However, the performance of cluster-based active learning algorithms is very dependent on the quality of the clustering results. The density peak clustering algorithm calculates the local density by the number of samples within the cutoff distance, and the appropriate cutoff distance can greatly improve the clustering results quality. However, it is difficult to set a cutoff distance that is appropriate for all samples, especially if the dataset is unbalanced [11]. In addition, most of the existing cluster-based methods use a determined sample selection strategy to select the same number of key samples in different sample clusters to be classified. This strategy ignores the distribution information of the sample clusters to be classified, and inevitably selects some redundant samples that have little improvement in model performance.

To solve the above problems, an adaptive active learning algorithm based on optimized density clustering is proposed in this paper. Firstly, we introduce the k-neighbor information of the instance to redefine the local density of the instance. This method improves the stability of the clustering results. More importantly, it better describes the local data structure, which is convenient for finding the most representative samples. Secondly, we propose an adaptive instance selection strategy. This strategy adaptively determines the number of samples that need to be selected in each cluster, avoiding the choice of redundant data. Finally, we compare the algorithms presented in this paper with ten commonly used supervised learning algorithms and eight of the most popular active learning algorithms. The results of the comparative experiments show that AAKC achieves higher classification accuracy and good stability by using fewer labels on the datasets with different instances, dimensions and clusters.

2 Related work

2.1 The density peak clustering algorithm

Rodriguez and Liao [12] proposed a density peak clustering algorithm (DPC), which can automatically find cluster centers to achieve efficient clustering of arbitrary shape data. It is based on the straightforward idea about clustering centers: 1) its local density is greater than the local density of its neighbors; 2) the distance between the centers of different clusters is relatively large. The DPC algorithm uses a decision graph to select cluster centers. The decision graph is generated based on two fundamental attributes of each instance: ρi and δi. For an instance xi, local density ρi is defined as follows:

$$ \rho_{i}=\sum\limits_{j=1}^{|U|}\chi(d_{ij} - d_{c}). $$
(1)

where dij is the distance between instances xi and xj, and dc is the cutoff distance. dc is usually empirically selected so that the average number of neighbors of the sample is approximately \(1\sim 2\%\) of the total number of instances. When (⋅) < 0, χ(⋅) = 1, otherwise χ(⋅) = 0. δi is calculated as follows:

$$ \delta_{i}=\underset{j:\rho_{j}>\rho_{i}}{\min}(d_{ij}). $$
(2)

δi denotes the distance between xi and its nearest neighbor with a higher ρi. In addition, for xi with the most significant local density ρi, we conventionally take

$$ \delta_{i}=\underset{j}{\max}(d_{ij}). $$
(3)

The decision graph uses ρi as the x-axis and δi as the y-axis. According to the decision graph, instances with larger ρi and δi are selected as cluster centers, and the remaining instances are clustered.

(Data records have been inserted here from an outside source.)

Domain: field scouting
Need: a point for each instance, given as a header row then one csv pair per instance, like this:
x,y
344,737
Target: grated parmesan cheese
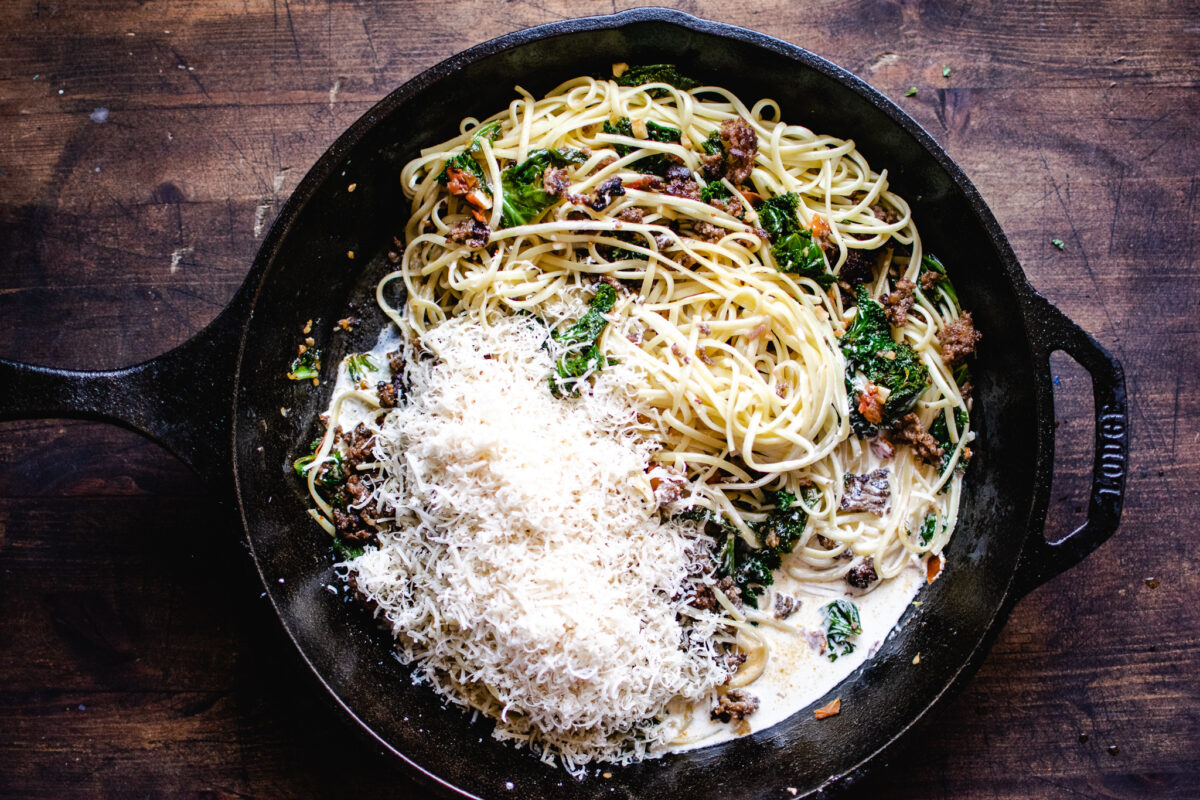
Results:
x,y
527,573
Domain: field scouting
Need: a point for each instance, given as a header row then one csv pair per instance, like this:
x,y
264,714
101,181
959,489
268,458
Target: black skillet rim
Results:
x,y
331,161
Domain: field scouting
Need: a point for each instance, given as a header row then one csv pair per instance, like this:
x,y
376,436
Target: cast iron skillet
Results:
x,y
222,404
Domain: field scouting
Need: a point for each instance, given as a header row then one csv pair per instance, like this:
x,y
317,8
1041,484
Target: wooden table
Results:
x,y
145,148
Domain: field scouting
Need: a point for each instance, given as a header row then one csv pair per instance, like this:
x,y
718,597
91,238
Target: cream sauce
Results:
x,y
796,673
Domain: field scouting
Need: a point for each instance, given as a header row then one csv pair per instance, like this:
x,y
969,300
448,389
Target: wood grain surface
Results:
x,y
145,148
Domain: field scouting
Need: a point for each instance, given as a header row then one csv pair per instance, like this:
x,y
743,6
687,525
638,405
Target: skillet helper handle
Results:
x,y
1054,331
183,400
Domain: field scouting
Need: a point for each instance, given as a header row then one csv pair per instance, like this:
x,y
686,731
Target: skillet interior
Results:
x,y
307,275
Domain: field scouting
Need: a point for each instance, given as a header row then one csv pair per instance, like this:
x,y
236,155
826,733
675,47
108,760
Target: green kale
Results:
x,y
841,623
867,347
306,366
778,535
647,73
525,194
930,263
715,191
330,473
793,250
624,126
345,551
797,253
359,365
941,431
778,216
928,529
466,160
961,374
652,164
582,340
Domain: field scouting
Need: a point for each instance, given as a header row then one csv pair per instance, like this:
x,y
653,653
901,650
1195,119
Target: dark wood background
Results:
x,y
136,655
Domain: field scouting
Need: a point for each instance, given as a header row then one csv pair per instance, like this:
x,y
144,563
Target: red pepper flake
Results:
x,y
832,709
933,567
869,404
460,181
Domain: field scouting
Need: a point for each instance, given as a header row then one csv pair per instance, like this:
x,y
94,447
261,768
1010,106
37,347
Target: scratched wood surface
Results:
x,y
144,149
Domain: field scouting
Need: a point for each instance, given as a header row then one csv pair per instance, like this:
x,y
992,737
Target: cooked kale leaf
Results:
x,y
582,340
869,349
652,164
525,194
797,253
346,552
778,535
940,431
647,73
928,529
330,473
841,623
793,248
306,366
466,160
359,365
715,191
930,263
778,216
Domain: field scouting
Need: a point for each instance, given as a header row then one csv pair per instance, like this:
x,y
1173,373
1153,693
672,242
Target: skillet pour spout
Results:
x,y
222,404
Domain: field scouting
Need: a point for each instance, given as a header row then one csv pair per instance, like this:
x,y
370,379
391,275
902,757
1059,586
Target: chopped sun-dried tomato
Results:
x,y
870,405
832,709
460,181
933,567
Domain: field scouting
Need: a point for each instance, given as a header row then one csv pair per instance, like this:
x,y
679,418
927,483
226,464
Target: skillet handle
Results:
x,y
1054,331
183,400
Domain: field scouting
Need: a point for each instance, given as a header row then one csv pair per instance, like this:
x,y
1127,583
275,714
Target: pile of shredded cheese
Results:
x,y
527,573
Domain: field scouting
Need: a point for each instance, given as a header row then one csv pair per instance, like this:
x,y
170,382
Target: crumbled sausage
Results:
x,y
732,660
360,446
898,304
858,268
713,166
881,449
867,492
730,205
631,214
460,181
679,182
667,485
387,394
863,575
785,606
885,212
555,181
646,184
739,145
706,600
870,405
396,362
708,232
471,233
909,431
735,704
958,340
605,193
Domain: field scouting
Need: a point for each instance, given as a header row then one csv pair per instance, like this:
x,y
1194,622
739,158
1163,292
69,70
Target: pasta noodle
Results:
x,y
733,364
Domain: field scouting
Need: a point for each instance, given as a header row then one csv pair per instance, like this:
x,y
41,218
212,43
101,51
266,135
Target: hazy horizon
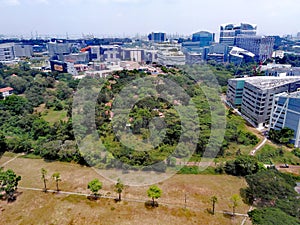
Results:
x,y
126,18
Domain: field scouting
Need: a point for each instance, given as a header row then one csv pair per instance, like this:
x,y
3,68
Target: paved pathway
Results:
x,y
4,164
253,152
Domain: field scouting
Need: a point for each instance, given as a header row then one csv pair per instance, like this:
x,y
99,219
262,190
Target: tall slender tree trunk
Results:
x,y
45,186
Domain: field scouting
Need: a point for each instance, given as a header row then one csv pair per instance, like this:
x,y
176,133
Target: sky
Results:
x,y
131,17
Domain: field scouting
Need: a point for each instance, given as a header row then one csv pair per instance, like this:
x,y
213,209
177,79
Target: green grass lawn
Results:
x,y
271,154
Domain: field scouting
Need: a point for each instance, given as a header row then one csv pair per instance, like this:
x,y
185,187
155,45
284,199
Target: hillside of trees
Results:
x,y
186,99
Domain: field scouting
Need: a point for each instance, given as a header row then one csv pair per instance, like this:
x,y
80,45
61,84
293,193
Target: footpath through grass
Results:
x,y
33,207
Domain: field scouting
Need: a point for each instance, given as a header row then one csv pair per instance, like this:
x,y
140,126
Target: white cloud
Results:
x,y
10,2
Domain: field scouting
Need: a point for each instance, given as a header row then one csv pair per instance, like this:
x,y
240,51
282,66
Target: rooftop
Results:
x,y
6,89
290,95
271,82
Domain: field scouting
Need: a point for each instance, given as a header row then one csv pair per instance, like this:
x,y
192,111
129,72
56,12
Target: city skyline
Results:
x,y
129,17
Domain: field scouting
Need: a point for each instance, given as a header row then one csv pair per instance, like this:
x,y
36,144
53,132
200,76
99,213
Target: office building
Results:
x,y
157,37
171,58
204,38
58,49
217,57
229,32
193,58
219,52
235,91
239,55
7,52
23,50
77,58
257,95
151,56
133,54
261,46
110,53
286,113
280,70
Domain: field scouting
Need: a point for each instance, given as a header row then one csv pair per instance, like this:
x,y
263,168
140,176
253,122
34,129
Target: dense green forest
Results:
x,y
190,111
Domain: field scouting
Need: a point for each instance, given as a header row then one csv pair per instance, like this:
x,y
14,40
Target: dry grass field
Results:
x,y
36,207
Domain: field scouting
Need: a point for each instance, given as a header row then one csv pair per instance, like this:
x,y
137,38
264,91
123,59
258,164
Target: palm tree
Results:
x,y
56,178
119,186
43,177
214,200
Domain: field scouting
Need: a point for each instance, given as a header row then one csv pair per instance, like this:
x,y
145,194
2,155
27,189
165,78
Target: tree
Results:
x,y
214,200
94,186
268,215
154,192
9,183
57,179
235,199
43,177
119,187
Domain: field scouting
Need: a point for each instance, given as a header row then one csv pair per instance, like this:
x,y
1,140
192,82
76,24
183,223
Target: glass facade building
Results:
x,y
286,113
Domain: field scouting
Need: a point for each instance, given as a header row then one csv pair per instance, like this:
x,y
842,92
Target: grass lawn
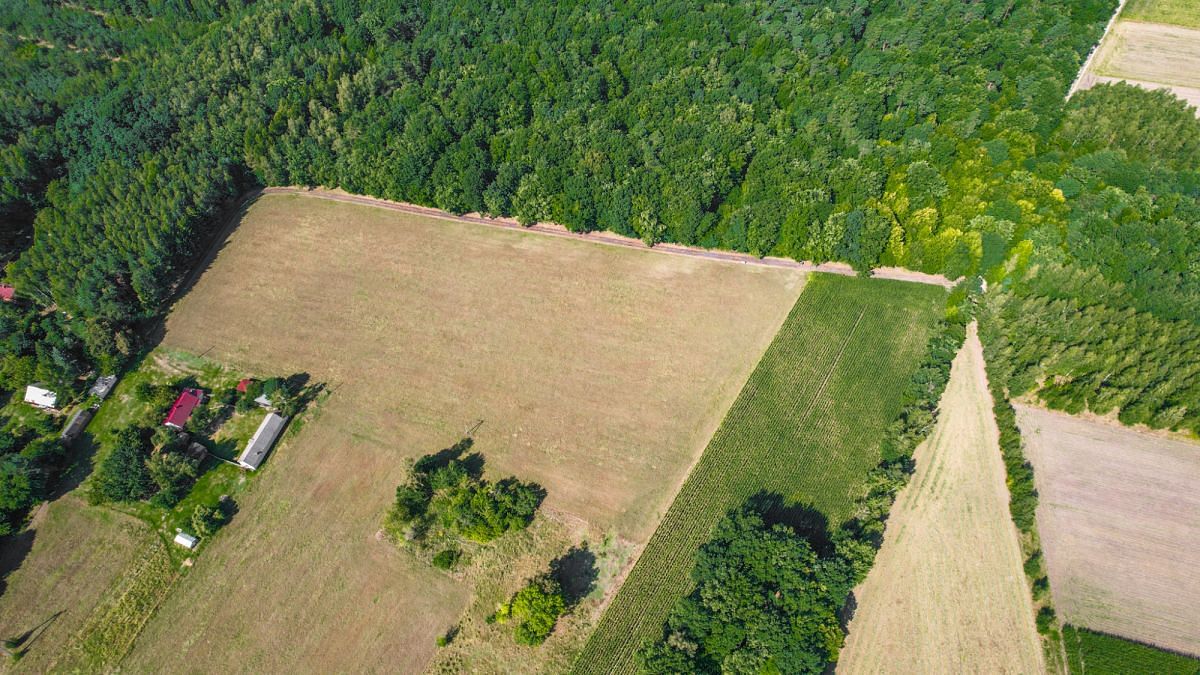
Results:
x,y
598,372
805,425
1096,653
66,565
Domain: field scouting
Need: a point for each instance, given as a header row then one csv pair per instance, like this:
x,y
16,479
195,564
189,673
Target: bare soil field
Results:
x,y
1120,520
75,554
1180,12
947,592
1149,52
597,371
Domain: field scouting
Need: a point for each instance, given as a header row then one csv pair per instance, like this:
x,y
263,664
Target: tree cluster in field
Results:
x,y
136,470
533,610
876,135
30,458
447,499
768,597
765,602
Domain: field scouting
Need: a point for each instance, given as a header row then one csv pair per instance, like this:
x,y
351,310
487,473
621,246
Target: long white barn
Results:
x,y
262,441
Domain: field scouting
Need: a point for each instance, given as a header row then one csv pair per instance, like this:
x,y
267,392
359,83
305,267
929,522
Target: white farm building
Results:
x,y
262,441
41,398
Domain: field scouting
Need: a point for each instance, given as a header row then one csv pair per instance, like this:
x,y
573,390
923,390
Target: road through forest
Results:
x,y
609,238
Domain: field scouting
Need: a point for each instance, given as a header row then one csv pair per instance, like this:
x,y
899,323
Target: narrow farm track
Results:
x,y
805,426
607,238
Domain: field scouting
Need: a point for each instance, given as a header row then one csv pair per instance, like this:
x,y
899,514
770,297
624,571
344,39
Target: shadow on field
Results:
x,y
13,550
801,518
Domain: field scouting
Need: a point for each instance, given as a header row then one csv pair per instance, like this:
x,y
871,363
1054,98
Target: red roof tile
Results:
x,y
183,407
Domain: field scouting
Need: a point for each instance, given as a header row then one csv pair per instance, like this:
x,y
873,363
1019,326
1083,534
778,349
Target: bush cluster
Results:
x,y
447,497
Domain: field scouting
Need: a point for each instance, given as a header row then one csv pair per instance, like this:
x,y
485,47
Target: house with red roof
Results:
x,y
181,410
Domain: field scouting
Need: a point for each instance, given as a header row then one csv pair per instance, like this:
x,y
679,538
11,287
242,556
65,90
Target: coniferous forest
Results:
x,y
928,135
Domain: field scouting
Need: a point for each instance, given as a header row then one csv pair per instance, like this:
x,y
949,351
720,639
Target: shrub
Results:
x,y
534,609
445,559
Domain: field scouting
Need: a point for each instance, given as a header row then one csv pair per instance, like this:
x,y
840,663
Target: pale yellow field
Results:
x,y
599,372
1120,521
1181,12
78,553
1147,52
947,592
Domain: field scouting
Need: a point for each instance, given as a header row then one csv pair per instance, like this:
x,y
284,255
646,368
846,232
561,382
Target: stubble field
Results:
x,y
947,592
1120,518
599,372
76,554
807,426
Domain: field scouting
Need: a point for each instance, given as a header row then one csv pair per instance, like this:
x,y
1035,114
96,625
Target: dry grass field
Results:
x,y
599,372
947,592
1149,52
1120,523
77,554
1180,12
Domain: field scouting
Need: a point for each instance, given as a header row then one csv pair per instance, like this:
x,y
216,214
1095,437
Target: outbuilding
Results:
x,y
181,410
262,441
41,398
103,387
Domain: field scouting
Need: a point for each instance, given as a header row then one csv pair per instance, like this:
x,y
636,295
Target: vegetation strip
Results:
x,y
1096,653
821,459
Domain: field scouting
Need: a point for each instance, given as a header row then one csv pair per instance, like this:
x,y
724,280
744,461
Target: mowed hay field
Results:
x,y
597,371
807,426
76,555
1180,12
1149,52
1120,520
947,592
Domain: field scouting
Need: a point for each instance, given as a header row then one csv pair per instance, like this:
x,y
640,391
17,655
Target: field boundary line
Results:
x,y
1081,79
609,238
833,366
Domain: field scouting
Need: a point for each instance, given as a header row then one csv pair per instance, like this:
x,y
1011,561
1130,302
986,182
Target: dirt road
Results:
x,y
611,239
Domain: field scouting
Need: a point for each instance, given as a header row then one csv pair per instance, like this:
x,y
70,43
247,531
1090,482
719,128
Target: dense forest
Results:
x,y
933,136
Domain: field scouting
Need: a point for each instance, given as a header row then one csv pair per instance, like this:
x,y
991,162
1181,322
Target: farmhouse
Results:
x,y
41,398
262,441
181,410
78,423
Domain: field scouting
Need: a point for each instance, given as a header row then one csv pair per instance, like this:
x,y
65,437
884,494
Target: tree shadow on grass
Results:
x,y
803,519
13,550
576,573
473,463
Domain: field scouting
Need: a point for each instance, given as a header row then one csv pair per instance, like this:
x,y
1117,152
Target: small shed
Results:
x,y
262,441
103,387
41,398
181,410
78,423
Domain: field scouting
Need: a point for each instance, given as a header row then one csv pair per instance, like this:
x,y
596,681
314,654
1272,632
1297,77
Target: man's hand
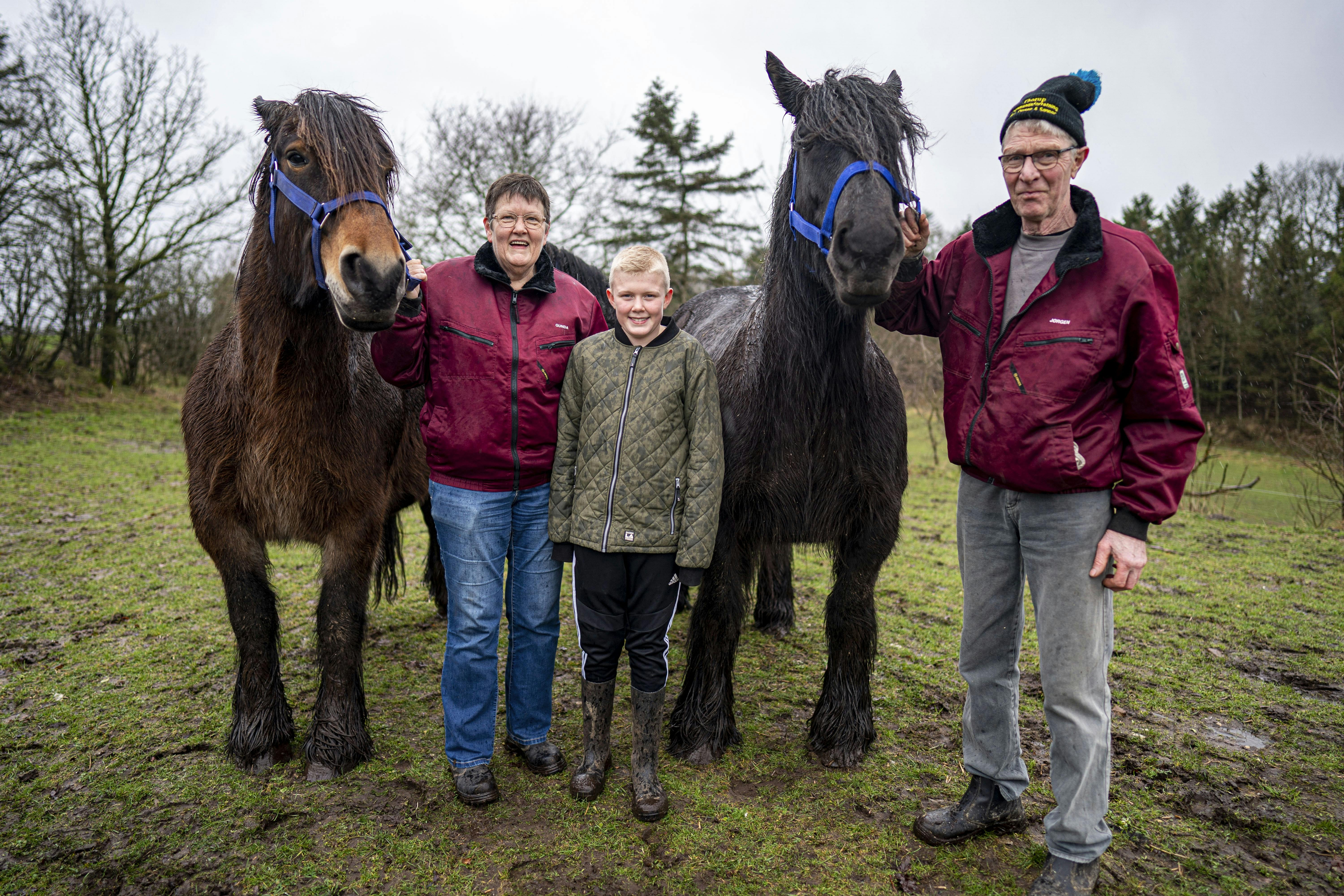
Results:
x,y
1131,558
415,268
915,232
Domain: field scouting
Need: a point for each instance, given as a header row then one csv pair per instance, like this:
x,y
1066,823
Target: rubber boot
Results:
x,y
648,803
589,780
982,811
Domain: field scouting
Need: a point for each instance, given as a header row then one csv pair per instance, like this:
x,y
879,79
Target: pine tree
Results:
x,y
678,190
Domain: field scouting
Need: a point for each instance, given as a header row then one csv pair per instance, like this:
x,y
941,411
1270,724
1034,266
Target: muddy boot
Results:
x,y
1064,878
648,801
982,809
589,780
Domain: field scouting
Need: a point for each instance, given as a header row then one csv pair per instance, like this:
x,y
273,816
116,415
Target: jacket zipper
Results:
x,y
964,323
677,496
458,332
1058,339
994,347
518,465
620,435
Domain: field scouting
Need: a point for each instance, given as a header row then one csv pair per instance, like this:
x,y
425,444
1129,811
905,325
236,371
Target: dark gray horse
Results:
x,y
814,420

The clustering performance of the DPC algorithm is excellent, but it still has its limitations. Firstly, it is difficult for the DPC algorithm to find a cutoff distance dc that fits all samples, especially for unbalanced datasets. Secondly, the clustering result of the DPC algorithm is susceptible to the value of dc. If dc changes slightly, the clustering results may be completely different [11]. These shortcomings of the DPC algorithm will naturally be passed on to the active learning algorithm based on it.

3 The proposed method

Currently, most active learning algorithms based on clustering adopt a deterministic sample selection strategy, which inevitably leads to waste of labels. In this paper, we propose a novel adaptive active learning algorithm based on optimized density clustering. Figure 1 illustrates the algorithm overview, and the pseudocode is summarized in Algorithm 1.

Fig. 1
figure 1

The Overview of the AAKC algorithm

Algorithm 1
figure f

Adaptive active learning through k-nearest neighbor optimized local density clustering.

3.1 Initialization

Given a dataset \({U}=\{x_{i}\}_{i=1}^{n}\), n and m are the numbers of instances and features, respectively. In the initialization, we search k nearest neighbors for each sample, introduce the k nearest neighbor information, and use an exponential kernel function with a width of 𝜃 = 1 to redefine the local density. This method can better represent the local structure of the data and avoid the detrimental effect of cutoff distance on clustering and active learning. The k-nearest neighbor based local density ρknn(i) of xi is defined as follows:

$$ \rho_{knn(i)}=\sum\limits_{j\in {knn(i)}}exp(-d_{ij}). $$
(4)

where dij is the Euclidean distance between xi and xj, and knn(i) is the set of k-nearest neighbor instances of xi. The smaller the sum of the distance between sample xi and the sample in set knn(i), the greater the local density of the sample xi, and vice versa. We also compute the minimum distance between xi and the nearest instance with a higher local density δi as (2) and (3).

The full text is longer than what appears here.